The road through the mountain gorge or highway connecting Percé with Gaspé Basin has been likened to the best of Swiss scenery.

A number of quaint legends have their origin in connection with the Percé Rock. These all turn on the white and ghost-like vapor often seen over the rock in the dim light, caused by flocks of birds circling overhead in fantastic array before alighting. It is told that a Breton maid lost her life here and that her spirit still haunts the scene. Her lover in the days of long ago came to the New Land to seek his fortune. She, his promised bride, he left behind, until he could make a living and a home for her. He prospered, and soon sent back word for her to come. She left, but met a terrible fate on the way, for her ship was captured by Spanish corsairs and she alone was spared to become the wife of the pirate captain. She refused, and he swore she should never reach Quebec. When he knew her story he threatened he would sail past Percé; and in sight of her lover she should be put to death.

This preyed on her mind to such an extent that at last, when they drew near the place that was to have been the scene of her happiness, she jumped overboard—the vigilance of her watchers for a moment relaxed. She sank, and all attempts to rescue were vain. As they were cruising about and searching the water, the lookout discovered what appeared to be a woman rising from the water with dripping garments. It was nearing sunset and the vessel gradually drew near the rock, lured by the figure.
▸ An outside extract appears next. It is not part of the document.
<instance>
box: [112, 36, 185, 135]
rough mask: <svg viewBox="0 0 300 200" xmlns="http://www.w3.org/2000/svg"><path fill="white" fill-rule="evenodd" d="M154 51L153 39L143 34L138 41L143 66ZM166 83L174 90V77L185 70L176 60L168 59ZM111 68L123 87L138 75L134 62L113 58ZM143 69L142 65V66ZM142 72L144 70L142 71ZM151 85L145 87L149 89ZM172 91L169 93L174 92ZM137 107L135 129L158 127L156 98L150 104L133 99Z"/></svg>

It was soon discovered that the ship was slowly sinking, and orders were given to wear away from the haunted spot. In vain the crew tried to obey. It was hopeless; for the ship was turning to stone, her masts had become pillars of iron, her sails—slate.

Rapidly sinking she drew near to the Percé Rock, and before the pirates could jump over to swim ashore, they were turned to stone. The doomed ship immediately struck the rock and became part of it. Yonder point is said to have been the vessel’s bowsprit, there was the foremast, here the stern. Once clearly visible, they are now worn down by wind and wave so that they appear to be an integral part of the rock itself; but although the ship’s identity is lost, the wraith of the poor Breton maid lingers ever near the spot. Those living near believe she will depart and be at rest when the last vestige of the pirate ship shall have vanished.
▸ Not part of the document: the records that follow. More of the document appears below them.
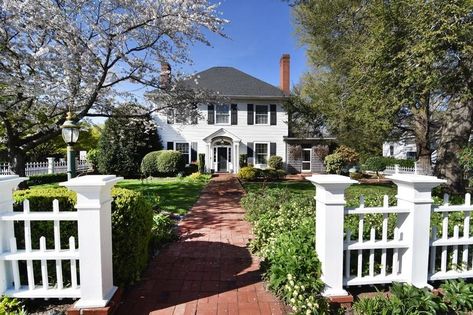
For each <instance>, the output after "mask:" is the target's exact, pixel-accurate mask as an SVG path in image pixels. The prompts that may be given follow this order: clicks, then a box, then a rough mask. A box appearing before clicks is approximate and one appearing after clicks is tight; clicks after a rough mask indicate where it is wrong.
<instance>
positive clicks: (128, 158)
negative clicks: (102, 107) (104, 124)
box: [98, 105, 161, 178]
mask: <svg viewBox="0 0 473 315" xmlns="http://www.w3.org/2000/svg"><path fill="white" fill-rule="evenodd" d="M130 112H131V113H137V114H139V113H141V110H140V109H139V107H137V106H133V105H127V106H124V107H123V108H120V109H118V110H117V111H116V112H114V114H116V115H115V116H114V117H112V118H109V119H108V120H107V121H106V122H105V126H104V129H103V131H102V134H101V137H100V140H99V144H98V151H99V154H98V170H99V172H100V173H102V174H116V175H120V176H123V177H125V178H136V177H139V176H140V164H141V161H142V159H143V157H144V156H145V155H146V154H147V153H149V152H151V151H156V150H159V149H161V142H160V141H159V136H158V133H157V128H156V125H155V124H154V122H153V120H152V119H151V117H146V118H127V117H123V115H122V114H123V113H130Z"/></svg>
It is said that sunset is the time to see the ghostly presence, and so well is this believed that no fisherman dares to drop a line near the spot when the evening sun dips low.

Some ten miles south-west of Percé is Cape Despair, near which Queen Anne’s great fleet under Admiral Walker met grave disaster in the great storm that scattered and almost destroyed it. Eight large vessels were wrecked, and the bodies of several thousand men were strewn along this shore and on that of Egg Island. Fragments of the wrecks were to be seen along the coast until quite recently. Here the “Flying Dutchman” is still believed to prolong his phantom existence, for the natives say that sometimes when the sea is quiet and calm, vast white waves roll in from the Gulf bearing on their crest a phantom ship crowded with men in old-style uniforms. An officer stands on the bow, with a white-clad woman on his left arm, and as the surge sweeps the doomed ship on with terrific speed, a tremendous crash is heard and the clear, agonizing cry of a woman—and then, nothing is left to view save the stern cliffs and the tranquil sea.
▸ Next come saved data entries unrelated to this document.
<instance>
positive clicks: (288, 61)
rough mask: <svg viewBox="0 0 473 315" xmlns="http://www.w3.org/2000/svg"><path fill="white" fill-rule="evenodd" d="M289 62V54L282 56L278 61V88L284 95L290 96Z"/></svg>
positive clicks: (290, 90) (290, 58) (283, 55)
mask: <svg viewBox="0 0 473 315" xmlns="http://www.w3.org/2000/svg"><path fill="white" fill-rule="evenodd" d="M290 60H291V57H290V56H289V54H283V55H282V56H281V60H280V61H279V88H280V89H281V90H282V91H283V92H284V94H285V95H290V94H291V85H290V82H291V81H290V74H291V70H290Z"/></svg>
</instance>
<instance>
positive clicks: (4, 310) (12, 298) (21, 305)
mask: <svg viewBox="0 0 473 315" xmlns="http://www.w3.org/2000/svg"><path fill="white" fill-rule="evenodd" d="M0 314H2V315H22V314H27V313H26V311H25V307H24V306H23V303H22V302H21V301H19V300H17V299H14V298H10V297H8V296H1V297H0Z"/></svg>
The coast now makes off almost west, and soon the little fishing village of Grand River, on the river of that name, is reached. This was the former terminus of the coastal railway that now extends to Gaspé. If desired, the return journey by rail to Campbellton may start from here. Grand River has a good wharf and is a place of call for steamers from Montreal, Campbellton, Dalhousie, etc. The country is pleasant and rolling, while the scenery on the river is both varied and picturesque. The fishing rights are leased, as is the custom through the greater part of this province. The open sea washes the shore, and the air is very enjoyable. The river affords excellent canoeing.

Passing Pabos and the outlets of the Great and Little Pabos Rivers, the spreading village of Port Daniel is seen, comfortably placed on and near the river of that name and its tributaries, as well as by the head of its own picturesque little bay. Near here, at Pointe-au-Maquerau, the steamship Colborne went ashore with a valuable cargo of silks, wine, hardware, silver-plate and specie. This was strewn in great confusion along Harrington’s Cove, and even at Port Daniel. Much was picked up by wreckers from Gaspé and Percé; and the auction sale of the salvage brought wealth to many along the shore, for the cargo was worth over $400,000. From the top of the Cap au Diable mountain range a splendid panoramic view may be seen. The rivers of this district are full of wild fowl in the spring and fall. The Grand Pabos is quite a fine stream. Not far away is Duck Cove, a pretty spot with a clear little stream running down to the sea. West of Newport there is a rocky little island close to the shore, well wooded in the center and admirably suited for the erection of a small bungalow or summer home.